In any event, even assuming, arguendo, that plaintiff presented sufficient evidence of general causation, I conclude that the verdict should nevertheless be set aside because plaintiff failed to establish specific causation. In an attempt to establish that he was exposed to sufficient levels of chrysotile asbestos to cause peritoneal mesothelioma, plaintiff relied on exposure estimates made by the professor, who adopted from literature a mean exposure to asbestos of 0.04 fibers per cubic centimeter (f/cc) years for career brake mechanics, and speculated that this figure could accurately estimate plaintiff's dose. He then multiplied the 0.04 f/cc by the five years plaintiff worked at a Ford dealership to arrive at a lifetime dosage of 0.20 f/cc years.
However, the testimony reflects that 0.04 f/cc is the mean exposure to asbestos for career mechanics who work on brakes eight hours a day every day, and plaintiff was not a brake mechanic, much less a career brake mechanic. Instead, plaintiff worked in the parts department at the dealership. He spent four years primarily delivering parts and one year at the counter in the parts department, which was down the hall from the garage where some mechanics were at times doing brake work, among other things. When asked if .04 f/cc could be used as a reliable estimate of plaintiff's exposure to chrysotile asbestos, even though plaintiff admittedly was only sporadically in the garage and never directly working on brakes himself, the professor answered, "I don't know about accurate, but it is an estimate, so let's try it." Because that estimated exposure level was not remotely consistent with plaintiff's actual work history, the professor's use of that estimate cannot qualify as a "scientific method" capable of establishing specific causation in this case (Juni, 148 AD3d at 236; see Parker, 7 NY3d at 449; see also Dyer v Amchem Prods.
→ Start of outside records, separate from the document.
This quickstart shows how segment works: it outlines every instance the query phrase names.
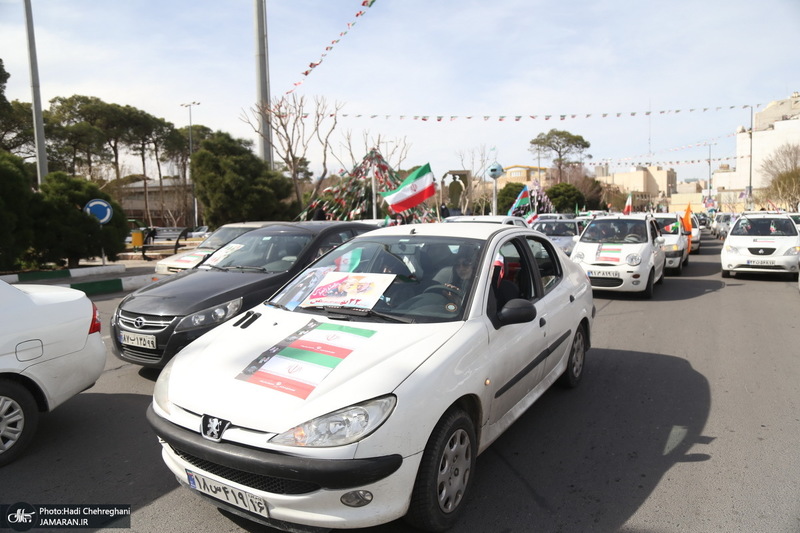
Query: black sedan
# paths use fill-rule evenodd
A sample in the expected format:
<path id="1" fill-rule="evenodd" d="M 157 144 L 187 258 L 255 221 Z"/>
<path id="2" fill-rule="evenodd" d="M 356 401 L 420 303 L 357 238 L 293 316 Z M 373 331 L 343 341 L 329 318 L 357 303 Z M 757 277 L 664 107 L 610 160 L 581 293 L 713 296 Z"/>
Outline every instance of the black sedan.
<path id="1" fill-rule="evenodd" d="M 203 333 L 269 298 L 320 255 L 373 229 L 358 222 L 286 222 L 245 233 L 197 267 L 122 300 L 111 318 L 114 354 L 161 368 Z"/>

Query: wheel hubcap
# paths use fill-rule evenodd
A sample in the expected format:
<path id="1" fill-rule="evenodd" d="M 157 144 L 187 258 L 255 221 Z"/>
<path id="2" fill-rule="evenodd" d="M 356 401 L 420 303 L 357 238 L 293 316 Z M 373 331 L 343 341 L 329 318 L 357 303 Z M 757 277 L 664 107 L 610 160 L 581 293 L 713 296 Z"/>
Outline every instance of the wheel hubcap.
<path id="1" fill-rule="evenodd" d="M 450 513 L 458 508 L 469 482 L 472 449 L 469 435 L 463 429 L 450 436 L 439 461 L 437 492 L 439 508 Z"/>
<path id="2" fill-rule="evenodd" d="M 575 334 L 575 342 L 572 343 L 572 374 L 574 376 L 580 376 L 583 371 L 583 357 L 583 333 L 578 331 Z"/>
<path id="3" fill-rule="evenodd" d="M 11 398 L 0 396 L 0 453 L 11 448 L 25 427 L 22 408 Z"/>

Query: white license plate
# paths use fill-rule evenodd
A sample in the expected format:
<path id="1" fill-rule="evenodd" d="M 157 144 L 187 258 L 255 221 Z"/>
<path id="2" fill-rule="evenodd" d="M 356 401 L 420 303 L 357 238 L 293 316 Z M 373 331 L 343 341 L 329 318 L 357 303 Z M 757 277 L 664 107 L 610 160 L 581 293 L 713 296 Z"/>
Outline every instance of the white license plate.
<path id="1" fill-rule="evenodd" d="M 267 503 L 263 498 L 255 494 L 235 489 L 230 485 L 201 476 L 191 470 L 186 470 L 186 477 L 189 480 L 189 486 L 203 494 L 208 494 L 212 498 L 227 502 L 239 509 L 269 518 Z"/>
<path id="2" fill-rule="evenodd" d="M 616 270 L 589 270 L 590 278 L 618 278 L 619 272 Z"/>
<path id="3" fill-rule="evenodd" d="M 130 333 L 129 331 L 121 331 L 119 341 L 122 344 L 129 346 L 136 346 L 137 348 L 156 349 L 156 336 L 155 335 L 142 335 L 141 333 Z"/>
<path id="4" fill-rule="evenodd" d="M 748 265 L 774 265 L 775 260 L 773 259 L 748 259 Z"/>

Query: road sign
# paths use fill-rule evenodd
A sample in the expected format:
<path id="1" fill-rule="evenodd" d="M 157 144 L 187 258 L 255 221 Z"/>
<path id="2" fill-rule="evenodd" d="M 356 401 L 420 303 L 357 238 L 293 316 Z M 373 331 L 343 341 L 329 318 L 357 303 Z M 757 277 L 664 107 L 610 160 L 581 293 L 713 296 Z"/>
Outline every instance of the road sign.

Inc., 207 AD3d 408, 413-414 [1st Dept 2022]).
The same is true of the physician's approach, which simply imported exposure estimates from scientific literature as support for a flat assertion that plaintiff's asbestos exposure was both "significant" and "significantly above ambient asbestos levels," and which was rejected by the Court of Appeals in Nemeth (see 38 NY3d at 344-346; see also Matter of New York City Asbestos Litig., 207 AD3d 415, 416 [1st Dept 2022], lv denied 39 NY3d 913 [2023], rearg denied 40 NY3d 1007 [2023]).
The need for plaintiff to establish a causal link between his mesothelioma and his exposure to chrysotile asbestos from defendant's product was particularly important in light of evidence of other potential causes of his illness. For example, plaintiff acknowledged that he could have been exposed to asbestos while living for 25 years with his father, who worked at the Bethlehem Steel plant in Lackawanna, New York, where asbestos was present. Plaintiff himself worked at Bethlehem Steel for three years, and he was also exposed to asbestos while renovating the basement of his childhood home. More recently, plaintiff received 42 consecutive days of radiation treatment for prostate cancer, which one of plaintiff's experts acknowledged could have caused his mesothelioma.
Based on the foregoing, I would reverse the judgment, grant defendant's postverdict motion insofar as it sought to set aside the verdict based on legally insufficient evidence, and dismiss the second amended complaint against it.